I think this brings us to the genders themselves now. Overall, I felt like there was decent selection of characters to choose from. I mean, like I said, they were all so broad so you could really make what you wanted of them. Which, I think, led to some confusion on the threads–everyone only had a vague idea of each gender . So, you could vastly different interpretations of each gender. For myself, I chose to be an acido and I interpreted acidos to be rather vain and self-absorbed. Overly concerned about their reputation and about whether or not they’re the center of attention. But, some people interpreted them as daredevils or as more altruistic, holier-than-thou types. So, it was interesting to see how people interpreted the stuff from the blurbs–“Always aware of being seen because you stand out” and “The Magnificent 7 rolled into a 1.” I believe there were like 2 different acidos that were trying to start cult-like followings in the threads. Acido_Ecoli and acido_tamorous? Something like that. And, there was this cell called Jason, I think, who also tried to do something similar.  Like, how very little time it takes folk to start trying to organize a belief system to fill a perceived power vacuum….smh.

Anyway, I felt like most people tried to stay close to what the blurbs said for each gender. Aside from a few outliers who were advocating for the dismantling of the system (on like day 2-3, like come on guys? at least wait till closer to the end to try to start an uprising/revolt/revolution/whatever), most participants in this space seemed game to stay on point.

That said, once the dates were started and the threads created for them, it seemed like the number of participants in TiN was halved. Like, so many of those date threads were deserted–maybe 1 or 2 comments at most. At least, for my 2 dates, I was the only cell that commented or bothered to try to create a scenario. To try and work with the few parameters we had to create our dates. None of my quadmates ever made an appearance. And, I noticed that it seemed like an admin for the side did most of the pairing up.

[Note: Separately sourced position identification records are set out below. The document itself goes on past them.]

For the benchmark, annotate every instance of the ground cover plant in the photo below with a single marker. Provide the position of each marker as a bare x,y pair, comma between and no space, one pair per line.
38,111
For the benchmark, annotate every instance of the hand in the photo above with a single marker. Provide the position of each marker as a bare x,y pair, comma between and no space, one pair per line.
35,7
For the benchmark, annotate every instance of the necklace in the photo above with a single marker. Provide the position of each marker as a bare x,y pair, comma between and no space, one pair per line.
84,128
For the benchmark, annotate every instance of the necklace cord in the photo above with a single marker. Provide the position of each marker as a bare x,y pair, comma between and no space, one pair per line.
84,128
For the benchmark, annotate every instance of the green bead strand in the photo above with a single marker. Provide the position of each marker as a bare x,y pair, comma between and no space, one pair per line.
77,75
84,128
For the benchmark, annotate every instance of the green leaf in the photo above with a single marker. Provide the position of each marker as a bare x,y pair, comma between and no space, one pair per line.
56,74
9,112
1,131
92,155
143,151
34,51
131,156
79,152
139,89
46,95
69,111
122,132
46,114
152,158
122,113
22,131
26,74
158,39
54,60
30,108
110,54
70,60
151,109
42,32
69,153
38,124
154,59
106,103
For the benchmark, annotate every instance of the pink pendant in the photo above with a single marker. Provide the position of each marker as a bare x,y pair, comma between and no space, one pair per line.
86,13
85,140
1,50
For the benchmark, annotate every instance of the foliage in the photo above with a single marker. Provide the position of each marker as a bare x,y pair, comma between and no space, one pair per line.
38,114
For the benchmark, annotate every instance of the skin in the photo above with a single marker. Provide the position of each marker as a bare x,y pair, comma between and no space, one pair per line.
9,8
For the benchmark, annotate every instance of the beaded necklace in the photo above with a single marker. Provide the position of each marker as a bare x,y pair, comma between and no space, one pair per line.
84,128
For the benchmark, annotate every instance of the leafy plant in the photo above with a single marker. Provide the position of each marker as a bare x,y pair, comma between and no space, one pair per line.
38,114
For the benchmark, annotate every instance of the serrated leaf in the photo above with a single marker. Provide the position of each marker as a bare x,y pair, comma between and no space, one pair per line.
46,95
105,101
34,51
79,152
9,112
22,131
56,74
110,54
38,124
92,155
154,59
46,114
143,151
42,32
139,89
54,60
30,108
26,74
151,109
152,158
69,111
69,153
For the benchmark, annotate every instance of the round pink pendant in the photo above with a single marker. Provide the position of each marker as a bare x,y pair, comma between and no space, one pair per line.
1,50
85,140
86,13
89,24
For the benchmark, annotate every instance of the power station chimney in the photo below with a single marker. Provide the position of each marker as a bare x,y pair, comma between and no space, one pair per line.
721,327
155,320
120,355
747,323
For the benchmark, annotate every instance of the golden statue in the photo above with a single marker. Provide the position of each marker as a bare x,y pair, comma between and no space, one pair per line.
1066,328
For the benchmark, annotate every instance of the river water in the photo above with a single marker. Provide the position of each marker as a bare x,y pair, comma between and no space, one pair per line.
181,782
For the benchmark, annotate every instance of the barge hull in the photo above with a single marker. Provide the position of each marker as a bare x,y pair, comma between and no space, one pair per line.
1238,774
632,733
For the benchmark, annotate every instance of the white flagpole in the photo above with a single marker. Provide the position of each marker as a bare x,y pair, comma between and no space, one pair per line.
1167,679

So, what was the point of even having Mesos if they weren’t going to do their one job–to pair up quads? I don;t understand what the point of them was. To me, it seemed like toward the end of this netprov, the ball was kind of dropped. Also, I feel like people were fine interacting a large, public forum space. But, once it was narrowed down to like 4 per a thread, people lost their comfort and didn’t want to put themselves out their anymore. Which, I understand and I think is typical of online spaces in general–people talk a big game when their audience is infinite but get real quiet in one-on-one scenarios. That dates made the experience on TiN more personal and, consequently, more uncomfortable. At least, that’s my take on it. I’d love to hear what my classmates have to say (aside from Richonda and Katherine because we’ve already talked a lot about the site and ended up finding each other rather quickly on TiN afterwards).